En termes de services médicaux, vous ne trouverez pas ici, par exemple, un ophtalmologiste ou un orthopédiste. Lorsque vous avez besoin d'un médecin professionnel, vous devez monter à bord d'un ferry qui met environ une demi-heure à une heure jusqu'à l'île voisine de Kosmoi, considérée comme plus développée. Il n'y a pas beaucoup de cadres et de classes pour les enfants ici et il faut se débrouiller avec ce qui est disponible. L'île, qui a toujours été connue pour ses fêtes de pleine lune et n'est devenue une île familiale que ces dernières années.

Vous ne trouverez pas de cinémas, théâtres, zoos, centres commerciaux et plus ici. Les cours des enfants se terminent plus tôt ici qu'en Israël.

De plus, la Thaïlande a quatre heures d'avance sur Israël, ce qui est parfois assez difficile lorsque l'on travaille à distance.

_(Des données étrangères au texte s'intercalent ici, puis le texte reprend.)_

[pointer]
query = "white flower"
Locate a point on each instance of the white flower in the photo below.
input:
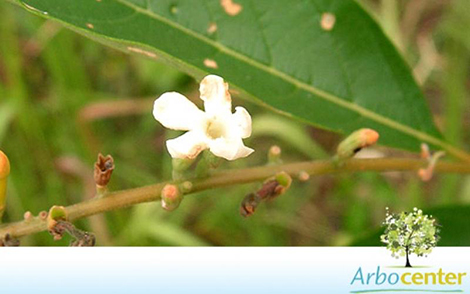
(216, 129)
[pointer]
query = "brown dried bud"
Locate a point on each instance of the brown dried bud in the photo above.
(104, 167)
(356, 142)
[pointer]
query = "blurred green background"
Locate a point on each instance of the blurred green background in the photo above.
(64, 98)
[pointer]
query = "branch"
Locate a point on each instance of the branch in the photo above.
(126, 198)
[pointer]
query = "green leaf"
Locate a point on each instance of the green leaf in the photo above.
(275, 52)
(454, 223)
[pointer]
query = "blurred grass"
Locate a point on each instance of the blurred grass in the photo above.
(64, 98)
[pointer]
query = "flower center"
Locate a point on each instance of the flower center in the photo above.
(215, 128)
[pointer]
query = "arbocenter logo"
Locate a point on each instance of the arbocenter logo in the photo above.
(407, 234)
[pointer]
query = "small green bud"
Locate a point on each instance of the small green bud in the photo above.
(171, 197)
(355, 142)
(284, 179)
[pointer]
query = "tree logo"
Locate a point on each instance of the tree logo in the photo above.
(410, 232)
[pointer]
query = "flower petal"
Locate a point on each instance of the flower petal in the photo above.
(214, 92)
(174, 111)
(242, 119)
(186, 146)
(229, 149)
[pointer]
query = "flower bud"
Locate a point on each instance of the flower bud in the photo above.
(171, 197)
(104, 167)
(427, 173)
(355, 142)
(56, 214)
(4, 172)
(249, 204)
(303, 176)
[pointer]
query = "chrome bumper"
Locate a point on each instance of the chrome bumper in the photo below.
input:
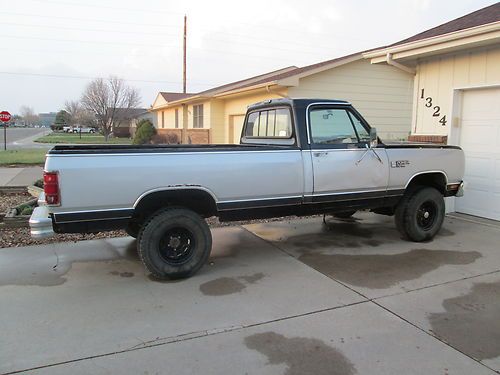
(41, 223)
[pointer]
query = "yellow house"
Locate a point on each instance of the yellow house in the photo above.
(456, 98)
(382, 93)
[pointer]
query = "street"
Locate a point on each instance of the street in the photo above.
(291, 297)
(23, 137)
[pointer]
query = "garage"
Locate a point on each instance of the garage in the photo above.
(480, 140)
(457, 98)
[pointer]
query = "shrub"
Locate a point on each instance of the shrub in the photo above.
(38, 183)
(144, 133)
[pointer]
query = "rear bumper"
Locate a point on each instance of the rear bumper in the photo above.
(41, 223)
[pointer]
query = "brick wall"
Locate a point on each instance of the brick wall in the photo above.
(192, 136)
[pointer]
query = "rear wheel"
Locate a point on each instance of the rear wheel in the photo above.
(420, 214)
(174, 243)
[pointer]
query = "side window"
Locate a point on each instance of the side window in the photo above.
(331, 126)
(363, 135)
(272, 123)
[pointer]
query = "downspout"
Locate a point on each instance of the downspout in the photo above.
(390, 61)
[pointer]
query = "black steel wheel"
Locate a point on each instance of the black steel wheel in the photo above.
(420, 214)
(174, 243)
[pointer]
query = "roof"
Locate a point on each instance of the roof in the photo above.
(173, 96)
(128, 113)
(273, 76)
(266, 77)
(480, 17)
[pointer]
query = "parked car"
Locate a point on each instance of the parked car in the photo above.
(295, 157)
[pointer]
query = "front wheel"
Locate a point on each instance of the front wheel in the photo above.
(420, 214)
(174, 243)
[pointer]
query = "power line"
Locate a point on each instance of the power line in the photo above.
(82, 29)
(172, 35)
(105, 7)
(91, 78)
(84, 41)
(90, 20)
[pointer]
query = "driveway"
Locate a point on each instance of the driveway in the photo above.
(294, 297)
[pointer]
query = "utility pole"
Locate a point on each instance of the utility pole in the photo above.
(184, 61)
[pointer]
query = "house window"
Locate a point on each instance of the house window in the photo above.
(198, 116)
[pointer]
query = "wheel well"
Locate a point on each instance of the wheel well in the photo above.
(197, 200)
(436, 180)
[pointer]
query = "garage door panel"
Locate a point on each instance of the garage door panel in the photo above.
(480, 140)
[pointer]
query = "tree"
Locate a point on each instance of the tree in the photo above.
(144, 132)
(74, 110)
(28, 114)
(103, 98)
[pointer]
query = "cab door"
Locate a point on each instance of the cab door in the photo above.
(344, 166)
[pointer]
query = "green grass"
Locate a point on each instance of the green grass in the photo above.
(86, 139)
(23, 156)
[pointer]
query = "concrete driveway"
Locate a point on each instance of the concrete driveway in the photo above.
(294, 297)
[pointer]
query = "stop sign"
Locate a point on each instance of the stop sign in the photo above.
(5, 116)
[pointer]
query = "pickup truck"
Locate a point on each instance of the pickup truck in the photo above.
(296, 157)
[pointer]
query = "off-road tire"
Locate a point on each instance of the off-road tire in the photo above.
(420, 214)
(344, 214)
(174, 243)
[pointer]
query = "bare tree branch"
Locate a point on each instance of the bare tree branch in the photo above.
(105, 98)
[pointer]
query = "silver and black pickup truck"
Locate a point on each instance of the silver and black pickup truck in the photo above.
(295, 157)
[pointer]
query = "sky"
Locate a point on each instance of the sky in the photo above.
(51, 49)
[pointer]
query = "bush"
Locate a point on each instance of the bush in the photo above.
(144, 133)
(38, 183)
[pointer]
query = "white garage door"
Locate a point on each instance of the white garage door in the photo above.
(480, 139)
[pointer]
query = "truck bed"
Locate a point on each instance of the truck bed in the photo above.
(134, 149)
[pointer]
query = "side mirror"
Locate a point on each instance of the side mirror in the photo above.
(373, 138)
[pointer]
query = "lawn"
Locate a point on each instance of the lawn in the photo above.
(87, 139)
(23, 156)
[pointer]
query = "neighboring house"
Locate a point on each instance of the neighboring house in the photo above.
(125, 121)
(456, 99)
(382, 93)
(47, 119)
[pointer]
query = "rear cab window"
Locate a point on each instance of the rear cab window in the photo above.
(269, 126)
(334, 127)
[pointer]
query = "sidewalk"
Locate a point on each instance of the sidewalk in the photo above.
(20, 176)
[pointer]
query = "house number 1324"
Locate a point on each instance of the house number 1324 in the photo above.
(435, 108)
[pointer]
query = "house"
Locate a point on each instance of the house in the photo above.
(47, 119)
(125, 120)
(382, 93)
(456, 98)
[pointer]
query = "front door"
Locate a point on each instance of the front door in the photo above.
(343, 166)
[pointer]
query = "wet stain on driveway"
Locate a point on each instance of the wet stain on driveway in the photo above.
(471, 322)
(383, 271)
(302, 355)
(229, 285)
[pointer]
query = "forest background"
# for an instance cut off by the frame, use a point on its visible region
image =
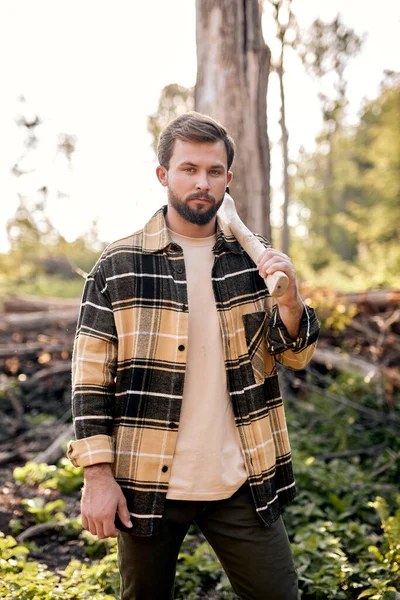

45 minutes pour amener les enfants aux cadres

Alors, à quoi ressemble une journée type à Copenhague ? Les cours des enfants commencent à neuf heures, donc la matinée est beaucoup moins stressante qu'en Israël, ce qui est un énorme avantage (surtout pour moi qui ai toujours eu du mal à me lever le matin). Accompagnée mes  enfants dans trois écoles différentes prend environ 45 minutes, ce qui en Israël reviendrait à moins de dix minutes.  Seulement après vous pouvez commencer à travailler/faire du sport/aller au café/vous faire masser.

Je suis consultante en carrière et quand c'est le matin en Thaïlande, mes clients en Israël dorment encore. J'utilise généralement le matin pour le back office, le yoga et l'entraînement physique et je commence mes zooms en fin de matinée. En fin d'après-midi, je me rends à la ronde de collecte des enfants, qui dure à nouveau environ 45 minutes.

L'après-midi, les enfants retrouvent des amis, participent à des cours, apprennent l'anglais en privé et passent du temps à la mer et à la piscine. Il y a aussi des endroits réguliers où la communauté israélienne de l'île aime se retrouver l'après-midi.

Le soir, je retourne travailler certains jours de la semaine, ce que je faisais rarement en Israël. Le soir, lorsque nous ne travaillons pas, nous apprécions ce que l'île a à offrir, comme d'excellents restaurants, des fêtes, des bars, des spectacles et plus encore. Au-delà de cela, l'île propose une variété d'ateliers de développement personnel, de yoga, de méditations et de processus.

Les week-ends en Thaïlande sont longs car les enfants ne vont pas à l'école le samedi et le dimanche. Le samedi, nous passons du temps dans l'une des stations balnéaires de l'île avec des amis et le dimanche, il y a généralement une activité organisée pour les enfants moyennant un supplément. Le samedi et le dimanche, de délicieux marchés alimentaires sur l'île ouvrent à partir de l'après-midi. Le calendrier des vacances multi-cadres est respectable et c'est une excellente occasion de passer des vacances sur d'autres îles et de visiter Bangkok, le nord de la Thaïlande et les pays voisins.

Ces dernières années, une communauté très importante et de grande qualité de familles israéliennes, dont certaines travaillent à distance, a émergé sur l'île. La communauté compte, selon mon estimation, aujourd'hui plus de 100 familles de tout le pays connues sous le nom de "kibboutz israélien". En raison du grand nombre d'Israéliens sur l'île, dans de nombreux contextes, il y a un rabbin israélien, ce qui facilite souvent l'assimilation des enfants.

La vie sur l'île est globalement détendue, cocooning et bon marché. Personne n'est pressé ici, vous n'entendrez pas de sirènes sur les routes, il y a du stationnement partout et vous ne ferez jamais la queue pour un restaurant/café ici. Les Thaïlandais sont agréables, modestes, calmes, doux et accueillants et c'est amusant de se faire servir par eux.